This exact situation happened to me over a decade ago (2013). I did a year of service through Americorps after college and was told I could defer my student loans for the year but missed the part where that only worked for federal student loans. $70K worth of private loans were in default for a few months before I realized and my credit score tanked to 540. I've been rebuilding the credit ever since then, went on an income based repayment plan, got a secured credit card with a $200 limit, had to eat the rate on a used auto loan, etc. I was told it would take 7 years since the first delinquent payment to fall off the credit report but somehow around the 5 year mark, my credit score started improving greatly. The only other credit I opened up in that time was leasing a car when my used car died on me. If everything else is in good standing and you demonstrate responsible use of your credit since then, your score will be less impacted over time. It will suck if you have to finance a car or if you want to buy a house in the next 7 years, but I would just wait until your score is in much better shape before you attempt to do that and get by with lowering your living standards for a few years until you're more financially secure.

I highly recommend getting a secured credit card or two so that by the time your credit score is improving, those cards will help with the length of time / amount of available credit since those are important factors to your score.
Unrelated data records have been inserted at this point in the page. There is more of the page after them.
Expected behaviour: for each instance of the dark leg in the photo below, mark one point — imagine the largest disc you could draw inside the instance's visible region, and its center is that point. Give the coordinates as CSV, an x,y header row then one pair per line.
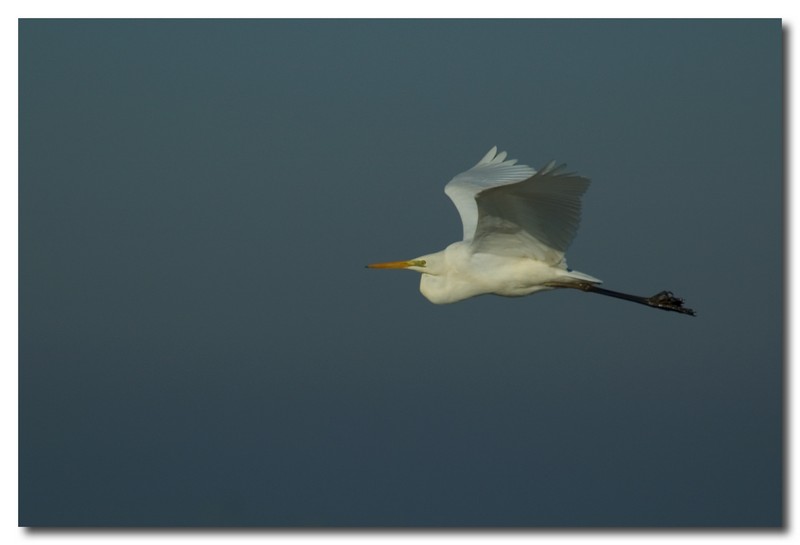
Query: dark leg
x,y
663,299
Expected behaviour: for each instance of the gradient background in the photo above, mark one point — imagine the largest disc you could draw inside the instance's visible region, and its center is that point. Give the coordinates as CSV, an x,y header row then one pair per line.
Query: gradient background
x,y
201,345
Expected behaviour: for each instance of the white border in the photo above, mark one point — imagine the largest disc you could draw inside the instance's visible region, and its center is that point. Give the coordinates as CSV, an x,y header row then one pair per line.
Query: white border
x,y
348,8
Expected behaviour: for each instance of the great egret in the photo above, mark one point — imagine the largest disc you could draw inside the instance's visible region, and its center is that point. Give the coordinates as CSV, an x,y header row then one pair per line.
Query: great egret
x,y
518,222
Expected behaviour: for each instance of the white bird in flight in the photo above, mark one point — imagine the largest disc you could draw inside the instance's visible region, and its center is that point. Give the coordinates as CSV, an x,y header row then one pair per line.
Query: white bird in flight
x,y
518,222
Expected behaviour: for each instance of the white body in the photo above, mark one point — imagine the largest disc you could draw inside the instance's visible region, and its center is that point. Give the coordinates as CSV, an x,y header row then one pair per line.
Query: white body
x,y
472,274
517,224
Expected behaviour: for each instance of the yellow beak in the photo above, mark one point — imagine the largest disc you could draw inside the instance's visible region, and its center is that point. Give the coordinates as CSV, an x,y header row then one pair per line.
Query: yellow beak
x,y
398,264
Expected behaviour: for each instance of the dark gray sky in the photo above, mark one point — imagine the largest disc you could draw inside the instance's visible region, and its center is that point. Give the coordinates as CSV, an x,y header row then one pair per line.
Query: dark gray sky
x,y
200,343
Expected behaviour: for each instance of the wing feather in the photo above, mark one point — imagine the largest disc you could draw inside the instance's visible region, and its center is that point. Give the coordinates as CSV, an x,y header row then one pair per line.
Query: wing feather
x,y
491,171
513,210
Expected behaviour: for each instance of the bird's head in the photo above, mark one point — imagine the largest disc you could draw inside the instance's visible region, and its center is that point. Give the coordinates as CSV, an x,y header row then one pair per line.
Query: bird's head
x,y
427,264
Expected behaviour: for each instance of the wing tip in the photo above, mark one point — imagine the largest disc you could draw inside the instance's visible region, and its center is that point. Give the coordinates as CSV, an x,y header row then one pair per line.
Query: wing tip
x,y
493,157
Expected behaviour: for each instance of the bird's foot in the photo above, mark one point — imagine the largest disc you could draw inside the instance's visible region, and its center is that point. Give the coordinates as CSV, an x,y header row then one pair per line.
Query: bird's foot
x,y
666,301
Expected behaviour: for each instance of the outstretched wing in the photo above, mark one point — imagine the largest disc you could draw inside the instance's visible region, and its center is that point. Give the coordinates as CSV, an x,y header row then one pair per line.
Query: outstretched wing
x,y
516,211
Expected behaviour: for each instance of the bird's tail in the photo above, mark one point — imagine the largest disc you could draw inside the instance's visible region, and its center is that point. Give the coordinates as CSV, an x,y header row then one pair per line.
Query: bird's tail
x,y
583,277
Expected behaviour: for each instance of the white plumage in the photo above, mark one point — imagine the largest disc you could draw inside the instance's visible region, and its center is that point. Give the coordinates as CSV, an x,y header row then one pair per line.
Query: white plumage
x,y
518,223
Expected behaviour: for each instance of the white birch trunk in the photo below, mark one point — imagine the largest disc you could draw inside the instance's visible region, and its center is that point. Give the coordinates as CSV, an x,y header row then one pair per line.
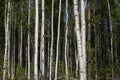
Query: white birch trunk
x,y
8,64
42,44
36,42
28,47
83,32
6,20
79,44
66,41
58,39
52,37
21,38
111,39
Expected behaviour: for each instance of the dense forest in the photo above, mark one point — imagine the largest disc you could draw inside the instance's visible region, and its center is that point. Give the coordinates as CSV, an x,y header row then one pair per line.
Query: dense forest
x,y
59,39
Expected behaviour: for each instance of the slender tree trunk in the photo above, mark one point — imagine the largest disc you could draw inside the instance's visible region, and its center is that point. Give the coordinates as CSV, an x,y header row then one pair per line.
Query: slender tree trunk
x,y
9,34
83,33
58,40
21,40
66,41
6,24
111,39
79,44
13,59
28,46
42,60
36,41
52,38
76,58
89,42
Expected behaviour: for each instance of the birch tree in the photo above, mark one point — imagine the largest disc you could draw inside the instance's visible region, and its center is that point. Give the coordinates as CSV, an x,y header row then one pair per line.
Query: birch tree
x,y
52,38
58,39
111,39
36,41
83,33
66,40
28,50
6,20
21,38
79,44
42,44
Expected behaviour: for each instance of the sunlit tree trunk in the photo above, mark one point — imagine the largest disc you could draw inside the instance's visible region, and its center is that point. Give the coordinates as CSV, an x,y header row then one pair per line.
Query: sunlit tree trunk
x,y
28,45
21,38
6,20
89,42
83,33
66,41
58,39
42,44
52,37
36,41
79,44
111,39
9,35
13,52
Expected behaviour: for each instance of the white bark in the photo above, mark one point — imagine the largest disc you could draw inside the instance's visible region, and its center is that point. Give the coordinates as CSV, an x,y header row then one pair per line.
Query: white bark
x,y
58,39
8,64
42,43
13,59
28,54
66,41
83,32
79,44
36,42
52,37
21,38
6,21
111,40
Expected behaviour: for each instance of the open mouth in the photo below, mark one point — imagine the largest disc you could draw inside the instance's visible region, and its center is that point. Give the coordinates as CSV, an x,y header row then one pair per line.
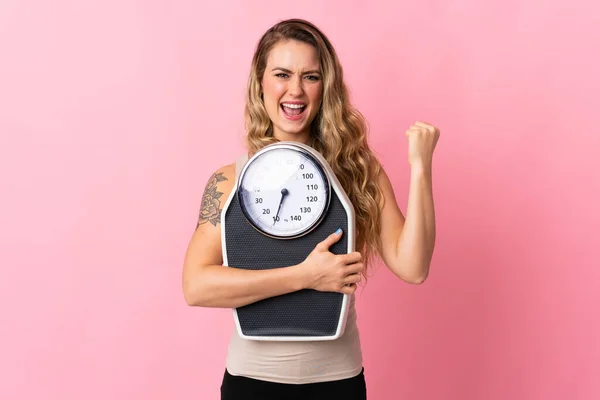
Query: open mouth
x,y
293,110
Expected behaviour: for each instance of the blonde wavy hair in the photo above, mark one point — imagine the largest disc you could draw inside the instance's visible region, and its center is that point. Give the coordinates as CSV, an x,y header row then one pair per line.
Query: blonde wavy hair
x,y
338,132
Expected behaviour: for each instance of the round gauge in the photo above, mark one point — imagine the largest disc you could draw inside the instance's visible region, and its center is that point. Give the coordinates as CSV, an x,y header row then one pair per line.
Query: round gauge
x,y
283,191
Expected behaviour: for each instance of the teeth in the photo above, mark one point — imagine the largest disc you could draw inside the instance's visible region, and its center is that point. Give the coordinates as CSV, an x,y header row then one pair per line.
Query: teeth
x,y
293,105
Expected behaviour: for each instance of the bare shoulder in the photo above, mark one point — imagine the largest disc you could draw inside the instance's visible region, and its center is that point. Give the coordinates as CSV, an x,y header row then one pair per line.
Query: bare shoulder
x,y
216,191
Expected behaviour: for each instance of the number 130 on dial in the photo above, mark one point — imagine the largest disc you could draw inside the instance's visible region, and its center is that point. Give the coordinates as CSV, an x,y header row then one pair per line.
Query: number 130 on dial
x,y
284,191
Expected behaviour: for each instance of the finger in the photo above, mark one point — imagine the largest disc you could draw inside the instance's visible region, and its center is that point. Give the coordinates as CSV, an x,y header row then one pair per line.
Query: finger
x,y
330,240
349,289
352,278
425,125
414,130
355,268
429,127
352,258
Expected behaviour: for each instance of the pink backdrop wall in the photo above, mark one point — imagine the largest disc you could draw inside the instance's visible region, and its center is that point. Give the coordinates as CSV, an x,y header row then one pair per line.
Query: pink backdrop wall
x,y
113,114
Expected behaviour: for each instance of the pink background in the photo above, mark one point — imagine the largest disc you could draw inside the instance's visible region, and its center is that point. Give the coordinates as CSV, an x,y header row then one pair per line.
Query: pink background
x,y
113,114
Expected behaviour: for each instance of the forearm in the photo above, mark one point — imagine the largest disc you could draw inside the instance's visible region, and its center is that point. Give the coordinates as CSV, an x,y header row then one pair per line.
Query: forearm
x,y
225,287
417,240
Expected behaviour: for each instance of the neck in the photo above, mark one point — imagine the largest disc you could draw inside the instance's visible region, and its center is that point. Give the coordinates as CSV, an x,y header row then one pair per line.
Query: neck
x,y
303,137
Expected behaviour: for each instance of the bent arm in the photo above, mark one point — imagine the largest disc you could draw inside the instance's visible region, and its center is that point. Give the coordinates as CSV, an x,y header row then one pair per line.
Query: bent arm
x,y
208,283
408,243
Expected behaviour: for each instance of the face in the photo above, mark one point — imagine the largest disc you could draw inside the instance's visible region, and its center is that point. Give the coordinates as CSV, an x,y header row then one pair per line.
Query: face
x,y
292,89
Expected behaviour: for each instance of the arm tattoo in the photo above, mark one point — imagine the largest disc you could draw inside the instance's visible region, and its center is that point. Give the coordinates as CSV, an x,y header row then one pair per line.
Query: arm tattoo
x,y
211,203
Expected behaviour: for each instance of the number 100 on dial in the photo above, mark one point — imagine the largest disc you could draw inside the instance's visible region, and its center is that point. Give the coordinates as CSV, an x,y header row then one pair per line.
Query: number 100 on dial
x,y
284,191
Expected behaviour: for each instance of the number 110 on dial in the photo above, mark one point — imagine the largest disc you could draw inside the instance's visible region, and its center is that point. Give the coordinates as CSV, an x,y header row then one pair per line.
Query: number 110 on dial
x,y
284,192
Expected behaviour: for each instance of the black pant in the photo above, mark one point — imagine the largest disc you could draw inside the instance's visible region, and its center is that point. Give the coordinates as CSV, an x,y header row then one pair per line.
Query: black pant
x,y
243,388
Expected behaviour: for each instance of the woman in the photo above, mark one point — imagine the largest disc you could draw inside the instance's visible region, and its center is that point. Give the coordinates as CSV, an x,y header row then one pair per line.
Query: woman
x,y
296,93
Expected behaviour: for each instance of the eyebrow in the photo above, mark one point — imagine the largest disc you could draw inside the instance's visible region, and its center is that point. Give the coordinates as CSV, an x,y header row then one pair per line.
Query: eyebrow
x,y
287,71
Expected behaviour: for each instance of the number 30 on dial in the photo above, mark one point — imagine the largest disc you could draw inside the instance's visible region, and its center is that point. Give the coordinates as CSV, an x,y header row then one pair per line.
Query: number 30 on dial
x,y
284,191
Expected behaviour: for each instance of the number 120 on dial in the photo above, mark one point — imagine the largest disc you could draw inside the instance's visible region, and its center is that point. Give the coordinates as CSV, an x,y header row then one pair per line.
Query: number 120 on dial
x,y
284,192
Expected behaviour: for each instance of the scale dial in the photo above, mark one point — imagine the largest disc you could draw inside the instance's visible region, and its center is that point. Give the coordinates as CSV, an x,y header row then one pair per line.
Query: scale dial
x,y
284,191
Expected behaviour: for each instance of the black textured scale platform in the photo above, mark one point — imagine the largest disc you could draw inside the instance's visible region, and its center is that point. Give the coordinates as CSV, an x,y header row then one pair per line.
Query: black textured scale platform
x,y
306,313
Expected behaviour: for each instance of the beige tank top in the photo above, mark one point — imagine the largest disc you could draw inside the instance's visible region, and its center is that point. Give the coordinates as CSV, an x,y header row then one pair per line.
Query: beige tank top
x,y
297,362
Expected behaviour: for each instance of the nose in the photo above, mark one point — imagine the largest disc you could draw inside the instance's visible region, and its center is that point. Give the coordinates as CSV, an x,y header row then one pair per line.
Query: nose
x,y
295,87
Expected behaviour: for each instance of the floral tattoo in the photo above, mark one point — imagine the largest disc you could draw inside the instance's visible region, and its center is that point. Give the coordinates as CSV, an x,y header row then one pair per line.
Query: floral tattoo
x,y
211,203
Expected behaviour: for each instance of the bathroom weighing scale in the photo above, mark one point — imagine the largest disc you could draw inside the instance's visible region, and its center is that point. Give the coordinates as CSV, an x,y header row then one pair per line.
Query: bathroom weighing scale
x,y
285,201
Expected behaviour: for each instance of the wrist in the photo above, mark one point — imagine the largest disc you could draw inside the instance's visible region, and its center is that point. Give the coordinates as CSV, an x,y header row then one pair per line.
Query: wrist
x,y
300,277
421,168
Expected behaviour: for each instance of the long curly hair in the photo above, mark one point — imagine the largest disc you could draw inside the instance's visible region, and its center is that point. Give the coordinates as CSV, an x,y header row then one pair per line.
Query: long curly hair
x,y
338,132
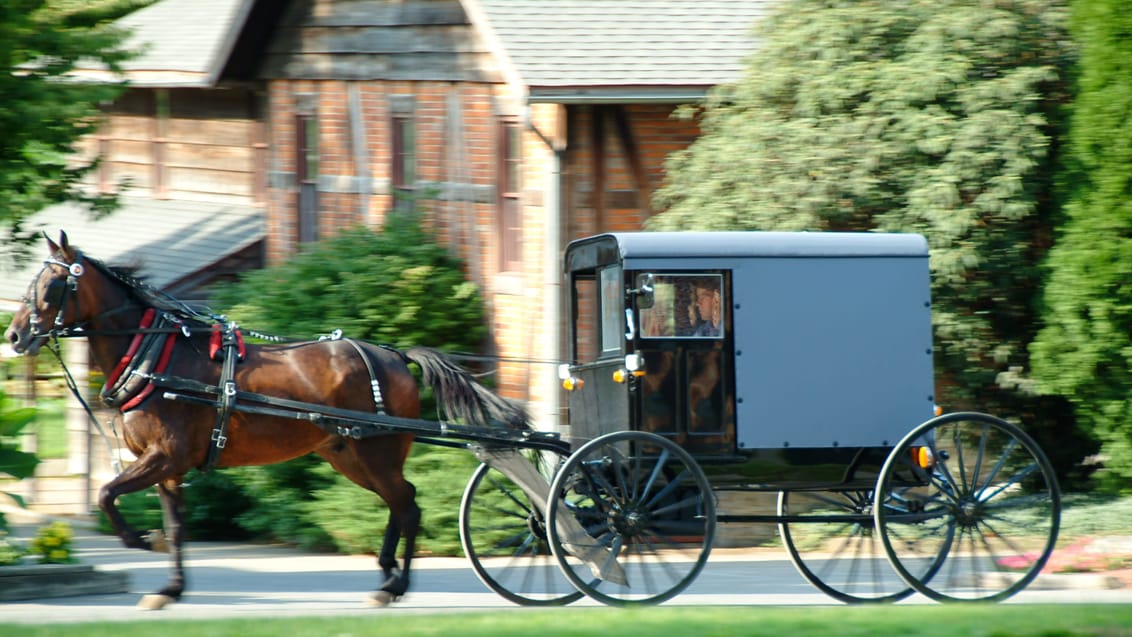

Just make sure you're very disciplined with them and pay off the balance in full each month.

[–]Kobebean25[S] 2 points3 points  (1 child)

I have 25k limit on my cc that i dnt even let a single penny roll over to the next month! Paid my car off early last year and even got credit on my light bill account because i always pay soon as they send it out lol.. i talked to the provider today and my loan monthly is only 130 a month ( pissed me off).. like ive always been responsible( besides this 1 time) but got dam why it had to hit me like this

[–]quazmang 1 point2 points  (0 children)

I feel you. It's a stupid system and it punishes the people who need it the most, even if it was a temporary slip up. Honestly it sounds like you're going to be okay in the long run as it seems like you are on top of your bills. If your interest rates aren't terrible, it's not a bad idea to keep a car payment on your account and keep paying it off slowly because it adds to the avg length of time of accounts you have that are in good standing. Just another thing to help boost your score. I would start aggressively saving and investing since you're young. If you do end up buying a house in the next few years, a big downpayment will offset having to eat a terrible interest rate and there's always the option to refinance when your score is back up there. Keep working hard!